I also checked the firewall rules from EC2, both of the ports are open.
After checking everything I enabled the firewall rules and I got the following output:
Saving debug log to /var/log/letsencrypt/letsencrypt.log
Plugins selected: Authenticator standalone, Installer None
Cert is due for renewal, auto-renewing…
Renewing an existing certificate
Performing the following challenges:
http-01 challenge for jamfpro.simply.ca
Waiting for verification…
Cleaning up challenges
Failed authorization procedure. jamfpro.simply.ca (http-01): urn:ietf:params:acme:error:connection :: The server could not connect to the client to verify the domain :: Fetching https://jamfpro.simply.ca:8443/.well-known/acme-challenge/JXBv1ydRcZ1R0-ZhxiqOqeCTDHzfdFA42mnTktgOz14: Invalid port in redirect target. Only ports 80 and 443 are supported, not 8443
To fix these errors, please make sure that your domain name was
entered correctly and the DNS A/AAAA record(s) for that domain
contain(s) the right IP address. Additionally, please check that
your computer has a publicly routable IP address and that no
firewalls are preventing the server from communicating with the
client. If you’re using the webroot plugin, you should also verify
that you are serving files from the webroot path you provided.
Well, you fixed half the problem - port 80 is now properly routed through your security group. So that’s good.
Your current issue is a new one, and that has to do with Tomcat using 8080/8443 as its main ports. That’s not a port redirect that Let’s Encrypt is willing to follow.
What you do next depends what you want to do.
Do you want to keep your Tomcat application on port 8080/8443?

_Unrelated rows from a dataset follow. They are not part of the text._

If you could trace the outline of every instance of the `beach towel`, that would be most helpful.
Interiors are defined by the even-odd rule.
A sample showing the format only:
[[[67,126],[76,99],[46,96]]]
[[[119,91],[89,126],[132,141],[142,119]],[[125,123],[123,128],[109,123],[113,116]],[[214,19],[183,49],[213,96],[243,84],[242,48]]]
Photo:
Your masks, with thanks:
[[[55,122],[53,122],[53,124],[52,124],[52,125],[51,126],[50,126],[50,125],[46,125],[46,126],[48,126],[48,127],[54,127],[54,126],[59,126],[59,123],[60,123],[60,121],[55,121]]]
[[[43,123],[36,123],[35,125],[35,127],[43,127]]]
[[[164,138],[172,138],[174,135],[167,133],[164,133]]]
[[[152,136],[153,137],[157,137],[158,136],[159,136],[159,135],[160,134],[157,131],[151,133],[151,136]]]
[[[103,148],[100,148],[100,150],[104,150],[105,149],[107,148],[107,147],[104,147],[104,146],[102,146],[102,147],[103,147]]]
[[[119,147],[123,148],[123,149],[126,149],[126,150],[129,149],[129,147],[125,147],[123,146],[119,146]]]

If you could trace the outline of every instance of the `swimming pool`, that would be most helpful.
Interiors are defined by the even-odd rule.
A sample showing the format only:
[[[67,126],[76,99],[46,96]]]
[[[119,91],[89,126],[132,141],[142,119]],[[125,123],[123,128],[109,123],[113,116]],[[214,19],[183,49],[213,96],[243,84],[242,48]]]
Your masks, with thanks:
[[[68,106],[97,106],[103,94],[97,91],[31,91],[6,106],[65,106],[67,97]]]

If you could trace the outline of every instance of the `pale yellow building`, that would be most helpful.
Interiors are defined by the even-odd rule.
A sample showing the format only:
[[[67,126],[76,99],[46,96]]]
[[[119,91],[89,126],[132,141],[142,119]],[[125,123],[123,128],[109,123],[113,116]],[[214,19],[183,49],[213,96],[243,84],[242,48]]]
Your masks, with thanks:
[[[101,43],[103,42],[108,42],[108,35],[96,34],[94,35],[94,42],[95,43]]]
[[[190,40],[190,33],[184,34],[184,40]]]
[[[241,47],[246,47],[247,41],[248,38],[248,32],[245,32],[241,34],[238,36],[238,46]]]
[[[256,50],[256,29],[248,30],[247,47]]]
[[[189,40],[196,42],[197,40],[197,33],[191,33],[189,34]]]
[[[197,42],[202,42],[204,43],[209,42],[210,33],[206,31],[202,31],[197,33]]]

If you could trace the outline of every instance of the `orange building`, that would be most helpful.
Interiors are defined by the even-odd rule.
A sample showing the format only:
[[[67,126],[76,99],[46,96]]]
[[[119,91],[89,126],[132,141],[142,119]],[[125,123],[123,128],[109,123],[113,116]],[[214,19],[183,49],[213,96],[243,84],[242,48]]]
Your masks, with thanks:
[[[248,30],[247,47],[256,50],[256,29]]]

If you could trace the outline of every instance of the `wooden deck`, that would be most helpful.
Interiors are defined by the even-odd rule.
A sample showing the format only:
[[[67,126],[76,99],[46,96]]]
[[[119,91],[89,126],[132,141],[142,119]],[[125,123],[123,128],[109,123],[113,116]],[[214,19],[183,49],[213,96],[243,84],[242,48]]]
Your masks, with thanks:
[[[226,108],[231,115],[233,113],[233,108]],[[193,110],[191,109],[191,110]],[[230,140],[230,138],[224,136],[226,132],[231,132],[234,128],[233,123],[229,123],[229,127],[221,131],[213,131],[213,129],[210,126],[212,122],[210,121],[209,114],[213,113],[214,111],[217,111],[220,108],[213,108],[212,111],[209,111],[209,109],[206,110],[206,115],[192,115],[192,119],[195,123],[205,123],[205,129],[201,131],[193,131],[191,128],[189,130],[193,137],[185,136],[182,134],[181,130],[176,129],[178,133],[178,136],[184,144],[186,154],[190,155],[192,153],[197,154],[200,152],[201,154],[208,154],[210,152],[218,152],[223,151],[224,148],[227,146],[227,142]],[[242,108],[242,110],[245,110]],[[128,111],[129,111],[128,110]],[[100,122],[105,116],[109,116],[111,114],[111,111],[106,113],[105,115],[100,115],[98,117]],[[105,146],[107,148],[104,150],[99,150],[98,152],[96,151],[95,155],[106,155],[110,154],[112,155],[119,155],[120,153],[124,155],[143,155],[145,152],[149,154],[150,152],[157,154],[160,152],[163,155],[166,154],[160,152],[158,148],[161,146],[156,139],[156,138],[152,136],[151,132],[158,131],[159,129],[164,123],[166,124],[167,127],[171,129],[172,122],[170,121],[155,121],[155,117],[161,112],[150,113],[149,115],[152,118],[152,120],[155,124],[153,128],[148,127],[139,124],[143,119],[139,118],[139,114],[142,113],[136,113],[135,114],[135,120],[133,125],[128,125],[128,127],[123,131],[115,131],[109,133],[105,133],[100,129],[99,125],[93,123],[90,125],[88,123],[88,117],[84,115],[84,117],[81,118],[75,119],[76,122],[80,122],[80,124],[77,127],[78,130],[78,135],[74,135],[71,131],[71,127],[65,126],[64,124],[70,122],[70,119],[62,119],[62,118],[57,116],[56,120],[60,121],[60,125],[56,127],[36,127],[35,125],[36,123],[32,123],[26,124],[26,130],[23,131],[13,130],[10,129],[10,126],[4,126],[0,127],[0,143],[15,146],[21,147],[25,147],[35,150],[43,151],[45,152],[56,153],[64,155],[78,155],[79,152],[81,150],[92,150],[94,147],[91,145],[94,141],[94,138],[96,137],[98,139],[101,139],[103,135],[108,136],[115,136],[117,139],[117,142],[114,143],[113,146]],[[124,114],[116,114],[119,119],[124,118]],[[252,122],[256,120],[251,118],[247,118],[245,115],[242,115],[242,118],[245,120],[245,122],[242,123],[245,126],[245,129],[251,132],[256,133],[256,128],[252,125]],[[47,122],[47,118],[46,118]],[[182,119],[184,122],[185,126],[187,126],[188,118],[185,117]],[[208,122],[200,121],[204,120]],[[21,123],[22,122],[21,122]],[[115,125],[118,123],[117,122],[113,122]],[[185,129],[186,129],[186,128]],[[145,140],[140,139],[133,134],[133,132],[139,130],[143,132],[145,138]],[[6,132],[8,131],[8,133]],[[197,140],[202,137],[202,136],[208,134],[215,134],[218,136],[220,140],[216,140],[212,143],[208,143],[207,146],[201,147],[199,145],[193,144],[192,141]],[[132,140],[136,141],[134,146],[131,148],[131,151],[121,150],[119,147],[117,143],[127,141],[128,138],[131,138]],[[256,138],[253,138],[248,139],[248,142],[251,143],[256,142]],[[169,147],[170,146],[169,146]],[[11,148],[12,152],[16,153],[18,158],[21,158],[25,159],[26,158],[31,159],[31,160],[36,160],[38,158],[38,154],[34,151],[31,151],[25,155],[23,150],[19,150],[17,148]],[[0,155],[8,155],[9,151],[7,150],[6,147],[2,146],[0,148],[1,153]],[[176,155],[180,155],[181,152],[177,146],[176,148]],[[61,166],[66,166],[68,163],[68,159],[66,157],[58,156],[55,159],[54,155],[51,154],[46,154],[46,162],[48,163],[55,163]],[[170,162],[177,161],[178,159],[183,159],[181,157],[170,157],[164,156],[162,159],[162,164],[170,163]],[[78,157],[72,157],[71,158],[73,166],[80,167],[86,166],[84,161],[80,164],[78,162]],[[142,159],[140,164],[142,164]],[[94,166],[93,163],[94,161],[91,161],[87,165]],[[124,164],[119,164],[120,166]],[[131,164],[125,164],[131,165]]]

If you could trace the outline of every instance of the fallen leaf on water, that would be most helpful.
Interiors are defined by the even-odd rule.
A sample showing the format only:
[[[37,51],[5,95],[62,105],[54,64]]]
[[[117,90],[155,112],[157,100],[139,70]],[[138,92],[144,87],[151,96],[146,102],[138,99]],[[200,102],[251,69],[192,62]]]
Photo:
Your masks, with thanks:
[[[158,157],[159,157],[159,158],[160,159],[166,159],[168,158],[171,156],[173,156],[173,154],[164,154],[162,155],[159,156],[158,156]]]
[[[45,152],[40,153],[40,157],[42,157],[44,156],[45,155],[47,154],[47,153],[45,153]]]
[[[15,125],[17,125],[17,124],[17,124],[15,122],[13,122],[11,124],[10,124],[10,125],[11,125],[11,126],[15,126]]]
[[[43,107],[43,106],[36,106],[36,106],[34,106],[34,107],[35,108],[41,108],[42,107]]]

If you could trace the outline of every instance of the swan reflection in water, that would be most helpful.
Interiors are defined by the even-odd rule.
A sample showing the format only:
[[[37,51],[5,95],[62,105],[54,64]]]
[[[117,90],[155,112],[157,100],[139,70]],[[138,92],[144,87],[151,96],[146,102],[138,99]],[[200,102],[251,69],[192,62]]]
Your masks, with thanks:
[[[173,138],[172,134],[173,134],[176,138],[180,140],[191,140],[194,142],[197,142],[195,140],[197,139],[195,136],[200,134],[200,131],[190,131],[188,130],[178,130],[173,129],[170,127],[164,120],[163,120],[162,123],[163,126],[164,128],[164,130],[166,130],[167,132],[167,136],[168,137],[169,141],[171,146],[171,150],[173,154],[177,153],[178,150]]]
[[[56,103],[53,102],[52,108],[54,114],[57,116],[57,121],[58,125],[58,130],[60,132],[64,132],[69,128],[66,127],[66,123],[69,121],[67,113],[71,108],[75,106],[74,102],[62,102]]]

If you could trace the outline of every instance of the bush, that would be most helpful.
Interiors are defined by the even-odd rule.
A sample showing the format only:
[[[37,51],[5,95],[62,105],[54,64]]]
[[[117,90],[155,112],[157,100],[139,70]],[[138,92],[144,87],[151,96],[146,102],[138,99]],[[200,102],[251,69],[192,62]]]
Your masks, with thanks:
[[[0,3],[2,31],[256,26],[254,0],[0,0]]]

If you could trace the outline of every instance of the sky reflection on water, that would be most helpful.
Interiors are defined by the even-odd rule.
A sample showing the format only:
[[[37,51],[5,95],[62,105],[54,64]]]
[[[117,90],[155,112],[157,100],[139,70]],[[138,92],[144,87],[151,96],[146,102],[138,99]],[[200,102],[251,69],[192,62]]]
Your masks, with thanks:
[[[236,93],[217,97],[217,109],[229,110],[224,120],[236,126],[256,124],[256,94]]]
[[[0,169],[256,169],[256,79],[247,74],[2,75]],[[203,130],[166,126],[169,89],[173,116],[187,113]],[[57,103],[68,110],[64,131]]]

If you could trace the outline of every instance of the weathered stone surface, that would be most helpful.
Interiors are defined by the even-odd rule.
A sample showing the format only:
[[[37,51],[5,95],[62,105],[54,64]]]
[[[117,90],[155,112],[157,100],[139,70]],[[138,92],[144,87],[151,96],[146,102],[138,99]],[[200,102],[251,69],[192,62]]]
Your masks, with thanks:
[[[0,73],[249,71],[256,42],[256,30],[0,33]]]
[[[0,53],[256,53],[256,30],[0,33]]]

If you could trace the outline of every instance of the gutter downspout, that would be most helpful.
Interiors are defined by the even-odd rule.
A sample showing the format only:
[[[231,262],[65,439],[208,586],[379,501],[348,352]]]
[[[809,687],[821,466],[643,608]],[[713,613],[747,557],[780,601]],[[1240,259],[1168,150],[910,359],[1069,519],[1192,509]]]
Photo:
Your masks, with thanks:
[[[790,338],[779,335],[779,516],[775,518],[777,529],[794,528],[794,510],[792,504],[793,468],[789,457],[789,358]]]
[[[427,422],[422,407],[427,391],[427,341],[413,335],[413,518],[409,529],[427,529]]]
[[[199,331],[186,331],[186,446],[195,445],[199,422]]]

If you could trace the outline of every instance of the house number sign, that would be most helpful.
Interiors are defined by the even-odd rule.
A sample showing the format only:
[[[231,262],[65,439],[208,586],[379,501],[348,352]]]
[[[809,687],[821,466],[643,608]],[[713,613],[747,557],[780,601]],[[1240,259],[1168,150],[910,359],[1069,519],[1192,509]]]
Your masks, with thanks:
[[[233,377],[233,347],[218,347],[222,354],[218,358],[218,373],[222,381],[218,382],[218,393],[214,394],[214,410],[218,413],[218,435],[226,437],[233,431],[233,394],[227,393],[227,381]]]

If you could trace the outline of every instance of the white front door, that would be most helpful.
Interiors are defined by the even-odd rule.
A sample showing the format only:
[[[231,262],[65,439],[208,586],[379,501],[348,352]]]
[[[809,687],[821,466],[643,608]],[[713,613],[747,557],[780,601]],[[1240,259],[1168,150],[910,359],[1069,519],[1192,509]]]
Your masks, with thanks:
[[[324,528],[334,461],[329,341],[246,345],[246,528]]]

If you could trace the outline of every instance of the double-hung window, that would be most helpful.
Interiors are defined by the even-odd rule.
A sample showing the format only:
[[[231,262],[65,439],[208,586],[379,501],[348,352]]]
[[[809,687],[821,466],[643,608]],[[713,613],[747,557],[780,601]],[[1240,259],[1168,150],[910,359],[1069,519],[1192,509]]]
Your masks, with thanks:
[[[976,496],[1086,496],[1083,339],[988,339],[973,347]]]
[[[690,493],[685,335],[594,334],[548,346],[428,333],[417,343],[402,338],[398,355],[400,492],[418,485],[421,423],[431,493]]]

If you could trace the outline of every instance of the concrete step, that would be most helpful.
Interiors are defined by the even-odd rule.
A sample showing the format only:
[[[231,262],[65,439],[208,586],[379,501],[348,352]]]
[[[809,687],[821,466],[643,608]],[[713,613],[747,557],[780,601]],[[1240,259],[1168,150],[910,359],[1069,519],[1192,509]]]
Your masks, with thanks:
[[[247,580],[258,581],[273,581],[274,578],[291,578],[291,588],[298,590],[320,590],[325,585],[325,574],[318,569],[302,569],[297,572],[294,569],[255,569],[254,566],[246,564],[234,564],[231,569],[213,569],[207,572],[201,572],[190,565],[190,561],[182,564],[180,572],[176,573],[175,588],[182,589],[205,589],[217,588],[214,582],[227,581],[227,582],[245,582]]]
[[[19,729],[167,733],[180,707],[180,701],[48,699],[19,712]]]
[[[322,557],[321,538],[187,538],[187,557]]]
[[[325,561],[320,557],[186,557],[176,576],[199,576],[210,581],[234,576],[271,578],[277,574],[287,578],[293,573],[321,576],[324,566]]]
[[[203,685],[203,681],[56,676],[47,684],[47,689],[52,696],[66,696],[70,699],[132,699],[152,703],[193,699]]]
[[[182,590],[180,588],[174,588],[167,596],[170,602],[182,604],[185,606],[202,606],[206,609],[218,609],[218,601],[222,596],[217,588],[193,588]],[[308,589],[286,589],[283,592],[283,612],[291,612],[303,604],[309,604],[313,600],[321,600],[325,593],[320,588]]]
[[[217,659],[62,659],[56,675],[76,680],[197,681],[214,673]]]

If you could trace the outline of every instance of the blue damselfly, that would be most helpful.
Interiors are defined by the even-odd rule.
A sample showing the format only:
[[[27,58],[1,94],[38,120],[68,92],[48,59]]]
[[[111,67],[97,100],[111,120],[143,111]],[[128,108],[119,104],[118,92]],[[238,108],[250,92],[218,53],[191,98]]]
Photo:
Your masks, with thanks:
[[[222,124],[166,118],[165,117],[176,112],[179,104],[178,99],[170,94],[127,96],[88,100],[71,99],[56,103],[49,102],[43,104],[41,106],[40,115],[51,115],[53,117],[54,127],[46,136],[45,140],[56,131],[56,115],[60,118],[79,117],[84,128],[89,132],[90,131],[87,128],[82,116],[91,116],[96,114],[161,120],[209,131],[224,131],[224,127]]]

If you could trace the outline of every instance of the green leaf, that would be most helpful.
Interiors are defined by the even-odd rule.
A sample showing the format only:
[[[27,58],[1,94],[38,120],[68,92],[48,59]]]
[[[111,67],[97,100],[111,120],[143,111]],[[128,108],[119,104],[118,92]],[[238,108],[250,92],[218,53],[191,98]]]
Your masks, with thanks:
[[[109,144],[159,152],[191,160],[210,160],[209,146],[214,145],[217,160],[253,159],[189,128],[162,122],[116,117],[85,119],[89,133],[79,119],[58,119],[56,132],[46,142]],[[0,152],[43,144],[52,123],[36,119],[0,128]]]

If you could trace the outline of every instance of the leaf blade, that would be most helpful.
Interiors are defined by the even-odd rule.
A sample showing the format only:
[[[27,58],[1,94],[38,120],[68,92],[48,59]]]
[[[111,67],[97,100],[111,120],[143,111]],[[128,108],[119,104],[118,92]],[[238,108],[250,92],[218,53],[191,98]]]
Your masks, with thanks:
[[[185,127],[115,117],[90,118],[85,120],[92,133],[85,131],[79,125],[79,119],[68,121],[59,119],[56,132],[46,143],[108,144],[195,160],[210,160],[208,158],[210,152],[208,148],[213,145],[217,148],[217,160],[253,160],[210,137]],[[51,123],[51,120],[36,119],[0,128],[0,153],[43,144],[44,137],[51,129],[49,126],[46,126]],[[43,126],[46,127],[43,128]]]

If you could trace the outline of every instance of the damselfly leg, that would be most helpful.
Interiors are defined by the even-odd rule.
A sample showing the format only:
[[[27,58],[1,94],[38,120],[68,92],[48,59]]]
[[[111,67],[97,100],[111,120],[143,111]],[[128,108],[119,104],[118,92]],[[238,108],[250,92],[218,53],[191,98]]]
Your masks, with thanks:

In this case, undo the PREROUTING changes, and just run Certbot in standalone mode.
Or do you want your Tomcat application to use ports 80/443 (so you don’t need to input the port to your browser?)
In this case, you need to reconfigure your server.xml/web.xml to reflect this.
Yes, I would liket ot keep it on 8080/8443.
I’ve done what you suggested - disabled the PREROUTING and run Certbot in standalone mode, but unfortunately I still get the following message:
Saving debug log to /var/log/letsencrypt/letsencrypt.log
Plugins selected: Authenticator standalone, Installer None
Cert is due for renewal, auto-renewing…
Renewing an existing certificate
Performing the following challenges:
http-01 challenge for jamfpro.simply.ca
Waiting for verification…
Cleaning up challenges
Failed authorization procedure. jamfpro.simply.ca (http-01): urn:ietf:params:acme:error:connection :: The server could not connect to the client to verify the domain :: Fetching http://jamfpro.simply.ca/.well-known/acme-challenge/kyVniUdNJ1dLiha_3EqzQ5nze08D-IVYuew-P-GhHaY: Timeout during connect (likely firewall problem)
To fix these errors, please make sure that your domain name was
entered correctly and the DNS A/AAAA record(s) for that domain
contain(s) the right IP address. Additionally, please check that
your computer has a publicly routable IP address and that no
firewalls are preventing the server from communicating with the
client. If you’re using the webroot plugin, you should also verify
that you are serving files from the webroot path you provided.